Google leak reveals secret China plans for censored search …


Google is secretly planning to launch a censored version of its search engine in China within the next year, a leaked transcript seems to reveal.

According to The Intercept, Google’s search engine chief Ben Gomes held a meeting in July to discuss the progress of a new search engine, dubbed Project Dragonfly.

The platform would blacklist words and phrases like “human rights,” “Nobel Prize,” and “student protest,” in order to conform with China’s strict censorship laws.

“You have taken on something extremely important to the company,” Mr Gomes told the Google employees, according to the transcript obtained by the publication.

“I have to admit it has been a difficult journey. But I do think a very important and worthwhile one. And I wish ourselves the best of luck in actually reaching our destination as soon as possible.”

The tech giant has not publicly admitted the existence of the project but hundreds of Google employees have signed a letter demanding more transparency surrounding Dragonfly.

Many of Google’s apps and services – including Gmail, YouTube and Google Maps – are blocked in China, as well as other popular sites like Facebook, Twitter and Instagram.

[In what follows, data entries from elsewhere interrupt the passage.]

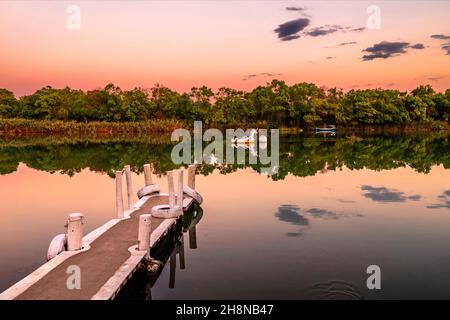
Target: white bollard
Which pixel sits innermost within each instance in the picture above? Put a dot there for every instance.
(148, 174)
(171, 189)
(75, 231)
(129, 186)
(145, 228)
(180, 189)
(191, 176)
(119, 196)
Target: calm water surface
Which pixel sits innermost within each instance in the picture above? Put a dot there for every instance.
(335, 207)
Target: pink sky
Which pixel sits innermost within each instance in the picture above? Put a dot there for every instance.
(217, 43)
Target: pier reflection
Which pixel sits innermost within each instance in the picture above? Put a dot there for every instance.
(139, 287)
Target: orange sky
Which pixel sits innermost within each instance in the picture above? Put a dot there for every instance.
(217, 43)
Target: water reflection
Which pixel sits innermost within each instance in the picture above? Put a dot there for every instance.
(383, 194)
(165, 252)
(444, 199)
(335, 290)
(299, 156)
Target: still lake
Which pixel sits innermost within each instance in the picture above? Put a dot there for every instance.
(335, 207)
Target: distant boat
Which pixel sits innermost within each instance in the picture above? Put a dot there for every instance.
(326, 129)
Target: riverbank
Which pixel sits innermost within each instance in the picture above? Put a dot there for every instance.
(25, 127)
(42, 128)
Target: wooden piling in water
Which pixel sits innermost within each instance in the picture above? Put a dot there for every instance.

By complying with Google’s censorship rules in order have the block lifted, the letter signed by Google employees states that it raises “urgent moral and ethical issues.”

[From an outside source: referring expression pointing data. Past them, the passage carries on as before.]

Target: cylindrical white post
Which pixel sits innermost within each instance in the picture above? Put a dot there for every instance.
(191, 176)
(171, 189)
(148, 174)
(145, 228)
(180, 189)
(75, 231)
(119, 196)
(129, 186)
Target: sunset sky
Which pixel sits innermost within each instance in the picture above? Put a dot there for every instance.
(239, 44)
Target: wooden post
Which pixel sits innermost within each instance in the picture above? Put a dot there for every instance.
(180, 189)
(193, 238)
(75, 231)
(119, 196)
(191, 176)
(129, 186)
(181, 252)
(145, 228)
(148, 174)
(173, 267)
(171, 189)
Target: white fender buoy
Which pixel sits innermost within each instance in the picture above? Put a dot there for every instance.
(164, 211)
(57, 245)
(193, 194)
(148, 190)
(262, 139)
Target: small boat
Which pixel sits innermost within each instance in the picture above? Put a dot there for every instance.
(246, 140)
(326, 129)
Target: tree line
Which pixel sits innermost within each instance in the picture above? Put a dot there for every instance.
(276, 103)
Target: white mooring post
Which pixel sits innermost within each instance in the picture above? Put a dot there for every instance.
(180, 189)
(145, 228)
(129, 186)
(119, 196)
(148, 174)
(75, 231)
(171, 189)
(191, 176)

The US government is also weary of Google’s plans, with US Vice President Mike Pence recently calling on Google to stop working on a censored Chinese search engine.

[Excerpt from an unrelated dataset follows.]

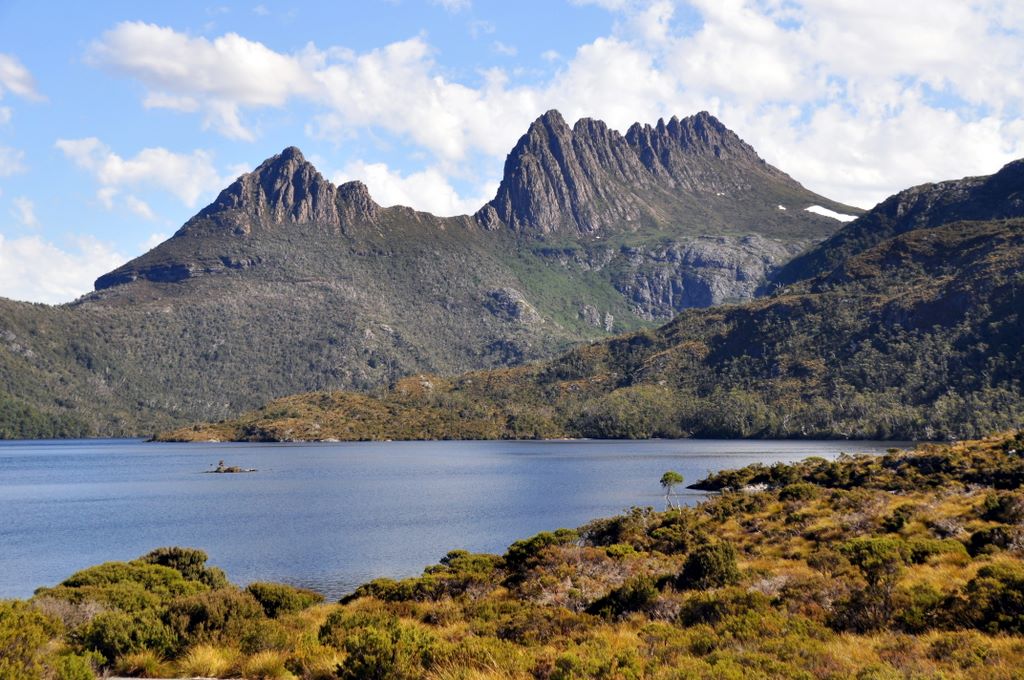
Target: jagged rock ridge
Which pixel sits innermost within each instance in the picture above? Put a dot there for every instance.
(999, 196)
(589, 177)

“Google should immediately end development of the ‘Dragonfly’ app that will strengthen Communist Party censorship and compromise the privacy of Chinese customers,” Pence said in remarks on the Trump Administrations’ policy towards China.

According to the leaked transcript, the launch of the search engine is planned for early next year. 

“While we are saying it’s going to be six and nine months [to launch], the world is a very dynamic place,” Mr Gomes said.

Google did not respond to a request for comment.